Presidents perennially echo the Declaration of Independence’s appeal to “the consent of the governed.” But political consent is gauged very differently than consent in other areas of life. The primary proof that Americans are not oppressed is that citizens cast more votes for one of the candidates who finagled his name onto the ballot. A politician can say or do almost anything to snare votes; after Election Day, citizens can do almost nothing to restrain winning politicians.

A 2017 survey by Rasmussen Reports found that only 23 percent of Americans believe that the federal government has “the consent of the governed.” Political consent is defined these days as rape was defined a generation or two ago: people consent to anything which they do not forcibly resist. Voters cannot complain about getting screwed after being enticed into a voting booth. Anyone who does not attempt to burn down city hall presumably consented to everything the mayor did. Anyone who does not jump the White House fence and try to storm into the Oval Office consents to all executive orders. Anyone who doesn’t firebomb the nearest federal office building consents to the latest edicts in the Federal Register. And if people do attack government facilities, then they are terrorists who can be justifiably killed or imprisoned forever.

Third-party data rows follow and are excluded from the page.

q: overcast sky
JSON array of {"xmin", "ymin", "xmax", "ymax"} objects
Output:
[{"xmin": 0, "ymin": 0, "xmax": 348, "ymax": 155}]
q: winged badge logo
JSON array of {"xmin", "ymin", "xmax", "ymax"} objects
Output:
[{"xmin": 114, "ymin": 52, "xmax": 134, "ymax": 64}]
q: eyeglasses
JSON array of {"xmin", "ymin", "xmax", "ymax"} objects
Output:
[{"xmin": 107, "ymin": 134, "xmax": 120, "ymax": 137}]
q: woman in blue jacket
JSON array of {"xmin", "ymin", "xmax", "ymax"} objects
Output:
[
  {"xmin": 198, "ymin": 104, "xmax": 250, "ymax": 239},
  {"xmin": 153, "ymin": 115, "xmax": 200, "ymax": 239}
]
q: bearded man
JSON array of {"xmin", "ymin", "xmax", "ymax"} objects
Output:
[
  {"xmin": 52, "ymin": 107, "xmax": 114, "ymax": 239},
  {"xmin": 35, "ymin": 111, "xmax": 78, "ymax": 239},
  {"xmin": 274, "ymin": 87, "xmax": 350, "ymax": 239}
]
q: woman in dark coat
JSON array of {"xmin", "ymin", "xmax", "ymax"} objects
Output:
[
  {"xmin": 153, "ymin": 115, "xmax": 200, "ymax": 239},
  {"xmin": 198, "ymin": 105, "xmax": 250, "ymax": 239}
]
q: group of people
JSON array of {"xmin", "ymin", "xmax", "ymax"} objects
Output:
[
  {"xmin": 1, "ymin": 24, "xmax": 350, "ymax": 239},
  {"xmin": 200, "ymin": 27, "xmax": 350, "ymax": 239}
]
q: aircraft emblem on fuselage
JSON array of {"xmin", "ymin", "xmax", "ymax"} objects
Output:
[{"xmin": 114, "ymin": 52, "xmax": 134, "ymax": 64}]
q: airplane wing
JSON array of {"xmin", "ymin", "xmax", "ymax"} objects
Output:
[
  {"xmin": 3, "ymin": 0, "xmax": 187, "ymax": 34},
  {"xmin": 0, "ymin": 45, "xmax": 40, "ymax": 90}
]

In the short term, the most dangerous democratic delusion is that conducting an election makes government trustworthy again. Only 20 percent of Americans trust the government to “do the right thing” most of the time, according to a survey last month by the Pew Research Center. Americans are being encouraged to believe that merely changing the name of the occupant of the White House should restore faith in government.